The resulting schisms may never heal. They may have dwindled in their hurtfulness over time, as the now-adult child moves on with her/his/their life, only to take on new and awful power when the beloved’s death leaves the bereaved person in need of comfort and consolation that they cannot get from the family that repudiated them. It’s not unusual for families to treat the death of a life partner as if it were the death of a friend—sad, certainly, but not life-changing. An LGBTQ grief group member might get messages along the lines of, “Guess you have to find a new roommate now.” 

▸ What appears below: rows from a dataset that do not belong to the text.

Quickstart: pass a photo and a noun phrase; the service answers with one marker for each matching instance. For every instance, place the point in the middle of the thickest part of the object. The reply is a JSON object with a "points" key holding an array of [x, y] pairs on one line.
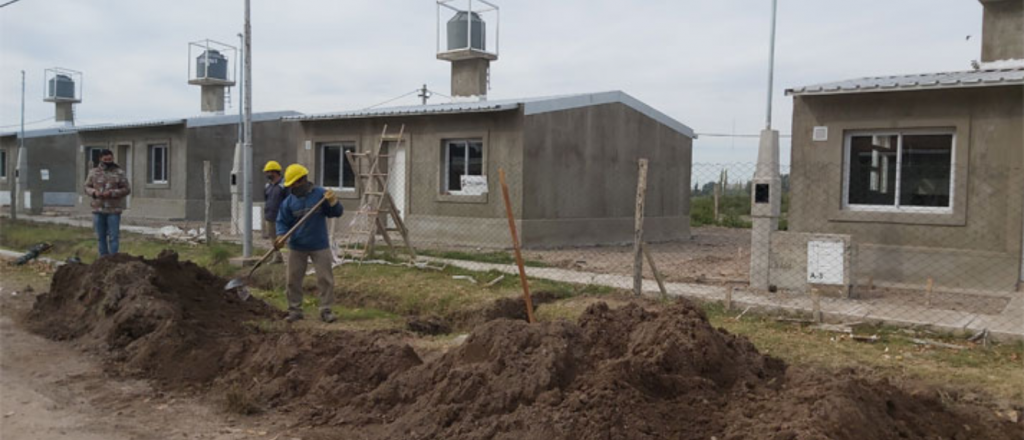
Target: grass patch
{"points": [[78, 242]]}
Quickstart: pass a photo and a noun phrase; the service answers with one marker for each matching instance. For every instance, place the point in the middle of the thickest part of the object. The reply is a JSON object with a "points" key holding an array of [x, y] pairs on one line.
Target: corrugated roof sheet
{"points": [[946, 80], [532, 105]]}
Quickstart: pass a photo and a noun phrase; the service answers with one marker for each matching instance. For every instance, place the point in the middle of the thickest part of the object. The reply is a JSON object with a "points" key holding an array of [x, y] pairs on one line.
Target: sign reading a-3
{"points": [[824, 262]]}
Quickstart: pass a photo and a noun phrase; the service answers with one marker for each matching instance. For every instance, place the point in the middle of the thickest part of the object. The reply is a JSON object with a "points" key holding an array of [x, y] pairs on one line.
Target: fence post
{"points": [[208, 181], [638, 229]]}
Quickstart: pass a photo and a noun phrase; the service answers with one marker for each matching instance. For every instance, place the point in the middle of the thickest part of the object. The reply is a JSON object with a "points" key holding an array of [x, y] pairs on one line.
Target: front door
{"points": [[124, 160]]}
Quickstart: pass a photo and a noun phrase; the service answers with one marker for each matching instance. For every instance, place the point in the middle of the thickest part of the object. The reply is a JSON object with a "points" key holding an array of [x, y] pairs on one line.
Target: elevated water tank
{"points": [[217, 69], [458, 29], [61, 86]]}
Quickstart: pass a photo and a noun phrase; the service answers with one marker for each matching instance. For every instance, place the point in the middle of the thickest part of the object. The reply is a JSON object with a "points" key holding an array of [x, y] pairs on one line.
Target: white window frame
{"points": [[448, 162], [341, 167], [151, 164], [897, 208]]}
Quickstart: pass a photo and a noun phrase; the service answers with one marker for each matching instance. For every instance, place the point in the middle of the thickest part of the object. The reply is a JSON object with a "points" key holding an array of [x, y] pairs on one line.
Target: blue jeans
{"points": [[109, 231]]}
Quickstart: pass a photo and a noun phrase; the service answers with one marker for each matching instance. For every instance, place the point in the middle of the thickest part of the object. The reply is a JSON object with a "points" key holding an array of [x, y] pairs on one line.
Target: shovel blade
{"points": [[236, 283]]}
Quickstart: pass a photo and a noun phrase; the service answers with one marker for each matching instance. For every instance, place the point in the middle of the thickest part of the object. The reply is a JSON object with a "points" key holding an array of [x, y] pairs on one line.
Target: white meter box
{"points": [[825, 262]]}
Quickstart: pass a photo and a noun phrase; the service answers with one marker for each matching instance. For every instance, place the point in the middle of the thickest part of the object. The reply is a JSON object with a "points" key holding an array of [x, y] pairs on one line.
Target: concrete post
{"points": [[766, 204]]}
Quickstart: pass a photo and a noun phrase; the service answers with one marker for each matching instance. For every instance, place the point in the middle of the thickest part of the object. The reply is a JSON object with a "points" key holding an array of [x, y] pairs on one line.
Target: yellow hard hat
{"points": [[294, 173], [271, 166]]}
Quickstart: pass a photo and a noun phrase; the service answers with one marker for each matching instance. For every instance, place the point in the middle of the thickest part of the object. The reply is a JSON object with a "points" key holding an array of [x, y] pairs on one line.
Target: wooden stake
{"points": [[816, 304], [657, 275], [928, 294], [638, 229], [208, 181], [515, 246]]}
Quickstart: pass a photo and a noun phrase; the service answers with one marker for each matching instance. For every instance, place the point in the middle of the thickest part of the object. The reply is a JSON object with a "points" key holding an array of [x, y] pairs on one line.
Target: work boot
{"points": [[294, 316], [328, 316]]}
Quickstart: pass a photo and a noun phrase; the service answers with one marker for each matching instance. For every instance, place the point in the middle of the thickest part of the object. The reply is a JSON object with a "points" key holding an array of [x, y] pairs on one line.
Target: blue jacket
{"points": [[273, 194], [311, 235]]}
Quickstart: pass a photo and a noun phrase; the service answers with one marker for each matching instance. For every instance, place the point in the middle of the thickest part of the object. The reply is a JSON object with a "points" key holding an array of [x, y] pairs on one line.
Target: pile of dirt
{"points": [[637, 374], [629, 372]]}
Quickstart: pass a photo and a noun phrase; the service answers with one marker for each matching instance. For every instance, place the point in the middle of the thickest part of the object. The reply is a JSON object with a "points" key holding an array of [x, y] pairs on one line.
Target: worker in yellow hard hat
{"points": [[310, 242], [273, 194]]}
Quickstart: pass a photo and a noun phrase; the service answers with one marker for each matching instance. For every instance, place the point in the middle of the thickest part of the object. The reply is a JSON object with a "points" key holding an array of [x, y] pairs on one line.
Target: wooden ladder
{"points": [[376, 204]]}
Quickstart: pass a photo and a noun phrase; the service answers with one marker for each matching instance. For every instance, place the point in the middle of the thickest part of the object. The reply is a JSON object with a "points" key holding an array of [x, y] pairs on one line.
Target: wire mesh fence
{"points": [[903, 239]]}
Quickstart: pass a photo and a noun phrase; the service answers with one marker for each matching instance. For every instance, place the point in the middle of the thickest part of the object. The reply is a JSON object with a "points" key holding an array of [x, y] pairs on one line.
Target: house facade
{"points": [[924, 172], [570, 164]]}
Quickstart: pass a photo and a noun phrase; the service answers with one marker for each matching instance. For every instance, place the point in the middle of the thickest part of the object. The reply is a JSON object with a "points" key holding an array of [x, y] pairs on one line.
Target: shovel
{"points": [[241, 281]]}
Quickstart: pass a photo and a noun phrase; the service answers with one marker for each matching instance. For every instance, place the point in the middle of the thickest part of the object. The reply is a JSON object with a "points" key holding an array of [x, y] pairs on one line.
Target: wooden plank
{"points": [[208, 201], [515, 246], [657, 275], [638, 229]]}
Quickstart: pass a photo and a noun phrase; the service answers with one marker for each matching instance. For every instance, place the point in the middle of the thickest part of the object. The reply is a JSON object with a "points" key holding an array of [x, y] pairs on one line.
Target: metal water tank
{"points": [[458, 29], [61, 86], [217, 69]]}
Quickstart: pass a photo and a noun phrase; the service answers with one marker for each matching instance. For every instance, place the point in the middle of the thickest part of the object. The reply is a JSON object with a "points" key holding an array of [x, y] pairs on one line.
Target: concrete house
{"points": [[49, 177], [570, 164], [924, 172], [164, 161]]}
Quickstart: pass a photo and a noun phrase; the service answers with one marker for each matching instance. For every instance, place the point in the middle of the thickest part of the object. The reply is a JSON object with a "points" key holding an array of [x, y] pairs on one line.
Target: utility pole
{"points": [[771, 63], [247, 146], [20, 154]]}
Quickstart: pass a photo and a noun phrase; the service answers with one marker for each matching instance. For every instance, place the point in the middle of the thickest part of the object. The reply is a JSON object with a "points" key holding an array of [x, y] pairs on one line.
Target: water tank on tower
{"points": [[459, 31], [211, 64], [61, 87]]}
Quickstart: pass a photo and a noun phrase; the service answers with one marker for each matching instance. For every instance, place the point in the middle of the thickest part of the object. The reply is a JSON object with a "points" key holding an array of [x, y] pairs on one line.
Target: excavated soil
{"points": [[616, 374]]}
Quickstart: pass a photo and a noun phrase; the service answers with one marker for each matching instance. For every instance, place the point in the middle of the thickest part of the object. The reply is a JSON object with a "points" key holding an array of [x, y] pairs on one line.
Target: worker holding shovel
{"points": [[309, 240]]}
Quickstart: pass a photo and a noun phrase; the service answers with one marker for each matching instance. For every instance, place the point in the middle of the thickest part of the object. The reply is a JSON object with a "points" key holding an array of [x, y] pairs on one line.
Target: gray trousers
{"points": [[297, 261]]}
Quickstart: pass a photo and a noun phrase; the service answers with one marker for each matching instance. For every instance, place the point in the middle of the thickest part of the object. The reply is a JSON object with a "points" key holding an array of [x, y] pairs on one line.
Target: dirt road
{"points": [[51, 390]]}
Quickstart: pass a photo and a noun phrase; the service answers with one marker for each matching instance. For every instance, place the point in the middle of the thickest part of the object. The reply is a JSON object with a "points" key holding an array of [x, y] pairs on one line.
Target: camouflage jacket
{"points": [[110, 180]]}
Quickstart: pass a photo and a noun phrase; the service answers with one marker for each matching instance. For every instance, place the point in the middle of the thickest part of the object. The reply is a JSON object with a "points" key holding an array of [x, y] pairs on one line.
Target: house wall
{"points": [[430, 215], [52, 154], [581, 174], [978, 245], [271, 140], [1003, 29], [157, 201]]}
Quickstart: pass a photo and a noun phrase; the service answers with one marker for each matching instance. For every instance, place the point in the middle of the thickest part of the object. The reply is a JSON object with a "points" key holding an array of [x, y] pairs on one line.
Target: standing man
{"points": [[273, 195], [310, 242], [108, 186]]}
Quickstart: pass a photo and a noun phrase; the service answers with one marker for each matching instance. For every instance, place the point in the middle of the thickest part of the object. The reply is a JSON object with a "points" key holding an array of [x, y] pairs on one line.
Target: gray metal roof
{"points": [[946, 80], [532, 105]]}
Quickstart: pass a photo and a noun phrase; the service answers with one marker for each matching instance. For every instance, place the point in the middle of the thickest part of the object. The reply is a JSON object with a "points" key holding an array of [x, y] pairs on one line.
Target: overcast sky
{"points": [[701, 61]]}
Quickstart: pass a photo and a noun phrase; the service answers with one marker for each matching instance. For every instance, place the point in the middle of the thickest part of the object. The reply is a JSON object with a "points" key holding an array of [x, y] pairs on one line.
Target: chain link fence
{"points": [[903, 240]]}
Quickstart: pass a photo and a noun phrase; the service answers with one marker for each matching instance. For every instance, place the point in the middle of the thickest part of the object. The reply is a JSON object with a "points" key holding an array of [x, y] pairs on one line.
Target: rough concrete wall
{"points": [[53, 154], [147, 200], [986, 220], [581, 174], [1003, 29], [271, 140], [428, 212]]}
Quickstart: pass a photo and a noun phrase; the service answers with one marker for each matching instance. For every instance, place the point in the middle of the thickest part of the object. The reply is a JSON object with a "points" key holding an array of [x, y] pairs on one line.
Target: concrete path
{"points": [[1007, 324]]}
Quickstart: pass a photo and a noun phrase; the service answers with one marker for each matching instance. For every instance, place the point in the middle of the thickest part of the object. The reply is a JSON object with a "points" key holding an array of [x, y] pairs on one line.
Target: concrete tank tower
{"points": [[64, 88], [211, 69], [465, 44]]}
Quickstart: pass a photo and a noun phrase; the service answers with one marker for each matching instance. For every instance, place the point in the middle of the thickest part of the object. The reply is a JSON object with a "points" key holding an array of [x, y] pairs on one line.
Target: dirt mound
{"points": [[616, 374], [636, 374]]}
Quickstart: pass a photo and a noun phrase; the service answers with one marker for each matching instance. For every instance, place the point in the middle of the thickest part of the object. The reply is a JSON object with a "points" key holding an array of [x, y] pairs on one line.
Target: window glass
{"points": [[872, 166], [925, 170], [331, 170], [456, 165]]}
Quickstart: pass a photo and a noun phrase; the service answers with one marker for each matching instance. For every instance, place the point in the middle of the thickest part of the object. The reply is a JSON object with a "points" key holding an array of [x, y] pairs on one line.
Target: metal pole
{"points": [[20, 152], [247, 190], [771, 63]]}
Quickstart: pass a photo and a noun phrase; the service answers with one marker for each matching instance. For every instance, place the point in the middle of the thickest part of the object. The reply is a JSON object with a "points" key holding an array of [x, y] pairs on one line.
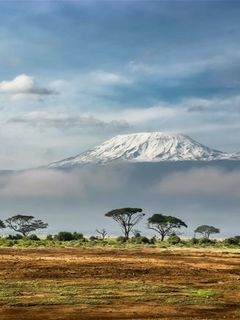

Legal and financial concerns: Love and financial security should not be tied together, but they are. The marriage contract confers over 1,000 rights to spouses. Bereaved spouses—solely heterosexual until very recently—get Social Security survivors’ benefits, immediate, uncomplicated access to the deceased spouse’s pension, retirement, IRAs, investment income, marital property, veteran’s benefits, and more. In the absence of marriage, none of these income sources and legal protections for the bereaved partner exist. More LGBTQ elders live in poverty than do our heterosexual peers, and that’s one big reason why. 

Caregiving-related issues: Around 85% of caregiving for heterosexual individuals is provided by immediate and extended family members. For LGBTQ people without biological family to call on, caregiving often becomes the task of the frailer individual’s partner (if partnered; more LGBTQ elders are single than their age-equivalent heterosexual counterparts), with, perhaps, help from family of choice (a non-biological family of friends and exes mutually committed to aiding one another).

According to “Caregiving in the LGBT Community” (Daniel B. Stewart and Alex Kent, published by SAGE, 2017), “LGBT older adults are more likely to be caring for one another in isolation… About two-thirds of caregivers provide sole care (43%) or are the primary caregiver (25%).” The stress of unrelieved caregiving leads to exhaustion, isolation, and feelings of guilt for not having done enough. 

These are the issues an LGBTQ partner/spouse grief group must be prepared to name, support, and honor. We deserve no less.